As a matter of interest, the SA Convention was the result of a call by the then-Transvaal colonial secretary in May 1908 that a national conference be held to find a political solution to trade and tariff disputes between the four colonies. The secretary was General Jan Smuts, a participant in the Nooitgedacht attack. Deliberations began in Durban in October 1908 in under the chairmanship of the the Chief Justice of the Cape, Judge Sir Henry de Villiers, according to the Reader’s Digest Illustrated History of South Africa (Ed: Dougie Oakes, Cape Town, 1995.)

Thirty white men would decide the future of our country: 14 Afrikaners and 16 SA English, 12 from the Cape, eight from the Transvaal, five from Natal and five from the Free State. An interesting picture of the participants show De Wet standing next to Dr Leander Starr Jameson who had led a botched raid into the Transvaal over New Year 1896 to support an abortive Uitlander uprising in Johannesburg. The fiasco had helped precipitate the war of 1899-1902.
“By the time the convention sat, John X Merriman, Prime Minister of the Cape and an early proponent of a unitary constitution had already gained the support of Smuts and together they quickly disposed of the long-held-assumptions that unification would follow the American, Australian or Canadian federal models,” the Reader’s Digest history observes. “Natal, seeking looser ties with a united SA, had its own federal proposal quashed in favour of Smuts’ predisposition to the British model [which has since become more federal]. ‘What we want,’ said Smuts, ‘is a supreme national authority to give expression to the national will of SA, and the rest s really subordinate.’
“Thus the convention opted for a sovereign central parliament wit control over the powers of new provincial authorities (the former colonies), but it yielded to Natal’s demand for an upper house – the Senate – with limited powers. The result as a cabinet executive which was accountable to the legislature. …
“The matter of black voting rights was settled relatively easy. Smuts and Merriman were well aware that the Boer delegates of the Transvaal an Orange River Colony, supported by the British from Natal, would no accept any enfranchisement of blacks. The Cape delegates, on the other hand , would not consent to the removal of the existing limited voting rights of their own colony’s black people.

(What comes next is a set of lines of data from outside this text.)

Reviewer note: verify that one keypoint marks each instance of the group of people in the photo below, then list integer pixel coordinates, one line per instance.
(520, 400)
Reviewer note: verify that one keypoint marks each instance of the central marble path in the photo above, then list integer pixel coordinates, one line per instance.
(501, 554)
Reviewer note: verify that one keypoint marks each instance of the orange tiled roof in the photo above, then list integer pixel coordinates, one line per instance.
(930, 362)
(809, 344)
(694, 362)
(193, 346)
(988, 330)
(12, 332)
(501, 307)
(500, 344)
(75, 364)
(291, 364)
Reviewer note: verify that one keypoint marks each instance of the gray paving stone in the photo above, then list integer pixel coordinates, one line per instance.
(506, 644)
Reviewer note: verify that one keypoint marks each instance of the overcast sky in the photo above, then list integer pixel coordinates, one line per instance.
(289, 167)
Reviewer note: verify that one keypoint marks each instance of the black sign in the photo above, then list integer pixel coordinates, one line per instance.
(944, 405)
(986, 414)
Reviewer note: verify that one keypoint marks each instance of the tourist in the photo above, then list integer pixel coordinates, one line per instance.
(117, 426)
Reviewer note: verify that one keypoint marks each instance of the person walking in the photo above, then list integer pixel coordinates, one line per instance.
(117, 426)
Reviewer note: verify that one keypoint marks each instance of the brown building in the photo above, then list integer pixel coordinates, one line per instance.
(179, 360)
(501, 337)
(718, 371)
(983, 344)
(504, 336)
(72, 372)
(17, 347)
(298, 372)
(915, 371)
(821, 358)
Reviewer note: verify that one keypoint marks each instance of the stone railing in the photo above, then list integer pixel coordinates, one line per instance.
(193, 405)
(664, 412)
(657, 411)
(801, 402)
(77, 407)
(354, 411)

“Smuts and Merriman therefore proposed a compromise: each colony would retain its existing franchise arrangement. After tough debate the issue was referred to a committee under De Villiers. Lord Selbourne [the High Commissioner] told De Villiers that Britain referred that ‘civilised’ men of colour be given the vote, but that, if the convention could not agree, then Britain would accept the Merriman-Smuts proposal. Despite widespread criticism from coloured and African organisations, as well as Cape liberals such as former Prime Minister of the Cape, William Schreiner [brother of author Olive], the convention adopted the Smuts-Merriman compromise proposal.
“The delegates placed more emphasis on the weighting of constituencies than on the question of black rights. In the heated exchange which followed, it was decided that rural seats would have 15% fewer voters than the norm and urban seats 15% more. Thus the additional weight of the rural vote became entrenched in SA’s political system and was able to ensure future Afrikaner domination of national politics.
“A draft constitution was completed in February 1909, debated by the four colonial parliaments, and finally accepted with amendments by the convention. It was then sent to London for approval and enacted by the British parliament without alteration.”

As government and the ANC reportedly again considers the the number and role of the provinces, it behoves us to remember how we got where we are today.
(As an aside, I hope the City of Johannesburg, the British High Commission and/or the National Defence Force will this year mark the Battle of Johannesburg.)